Aqil attributes this improved tenancy ratio to the aggressive expansion of mobile operators into regions outside Java. Notably, over 59% of Mitratel’s tower portfolio is situated outside Java, including in the 3T regions (Frontier, Outermost, and Disadvantaged areas). According to Aqil, the rising ratio demonstrates Mitratel’s capability to meet the infrastructure needs of strategic partners amid ongoing consolidation within the telecommunications industry.
The growth trajectory for Mitratel is further bolstered by the government’s Internet Rakyat program, which utilizes Fixed Wireless Access (FWA) technology. As FWA requires reliable tower infrastructure to transmit internet signals to residential households, Mitratel stands to benefit from the expansion plans of operators like MyRepublic and PT Solusi Sinergi Digital Tbk (WIFI). Analysts suggest that renting existing infrastructure from providers like Mitratel is a more efficient solution for these operators than building independent networks from scratch.

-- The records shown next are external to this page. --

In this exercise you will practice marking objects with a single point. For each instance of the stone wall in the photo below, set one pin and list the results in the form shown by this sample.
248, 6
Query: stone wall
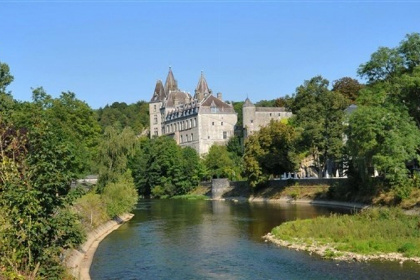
223, 188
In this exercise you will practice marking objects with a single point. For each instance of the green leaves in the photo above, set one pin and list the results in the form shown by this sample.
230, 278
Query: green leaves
271, 151
162, 168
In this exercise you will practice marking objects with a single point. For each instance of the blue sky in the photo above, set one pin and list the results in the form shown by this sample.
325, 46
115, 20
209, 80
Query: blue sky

By the end of the first quarter of 2026, Mitratel managed 40,327 towers, a 1.9% year-on-year increase. Given this scale, focusing on colocation growth has become a more strategic priority than merely expanding the tower count. Aqil emphasizes that colocation-driven growth is higher quality because it boosts revenue without significantly altering the company’s cost structure, thereby leading to higher profit margins from incremental tenants.
Financial performance in the first quarter of 2026 reflects this efficiency, with Mitratel recording revenues of IDR 2.29 trillion—a 1.4% increase year-on-year—and a 3.6% rise in net profit to IDR 545 billion. The company maintained a robust EBITDA margin of 82.7%. Beyond tower assets, Mitratel continues to strengthen its fiber optic network, which grew by 17.3% to reach 72,842 km of billable length, supporting the increasing demand for network capacity, low latency, and 5G development.
On the financial front, Mitratel reported net cash from operating activities totaling IDR 4 trillion in the first quarter of 2026. With cash and cash equivalents rising to IDR 2.84 trillion, total assets amounting to IDR 60.56 trillion, and equity of IDR 33.66 trillion, the company maintains a solid balance sheet.
In light of these developments, Mirae Asset Sekuritas has maintained a buy recommendation for MTEL shares, setting a target price of IDR 760 per share, equivalent to 9.9 times the FY26F EV/EBITDA. Mirae highlights that Mitratel’s stable profit growth and healthy financial position, driven by 5G fiberization and surging demand for FWA services, remain key catalysts for the company’s future performance.
Summary
Mitratel is undergoing a strategic consolidation by merging its subsidiaries, PT Persada Sokka Tama and PT Ultra Mandiri Telekomunikasi, with the parent company by July 2026. This restructuring coincides with a robust operational performance, marked by a tenancy ratio of 1.57 and a significant tower portfolio presence outside Java. The company is strategically prioritizing colocation growth over pure tower expansion to improve profit margins, bolstered further by the government’s Internet Rakyat program and increasing demand for Fixed Wireless Access infrastructure.
Financially, Mitratel demonstrated resilience in the first quarter of 2026 with a 3.6% increase in net profit and a strong EBITDA margin of 82.7%. The expansion of its fiber optic network by 17.3% positions the company well for future 5G development and increased network capacity requirements. Consequently, analysts maintain a buy recommendation with a target price of IDR 760 per share, citing the firm’s stable profit growth and healthy balance sheet as key drivers for long-term value.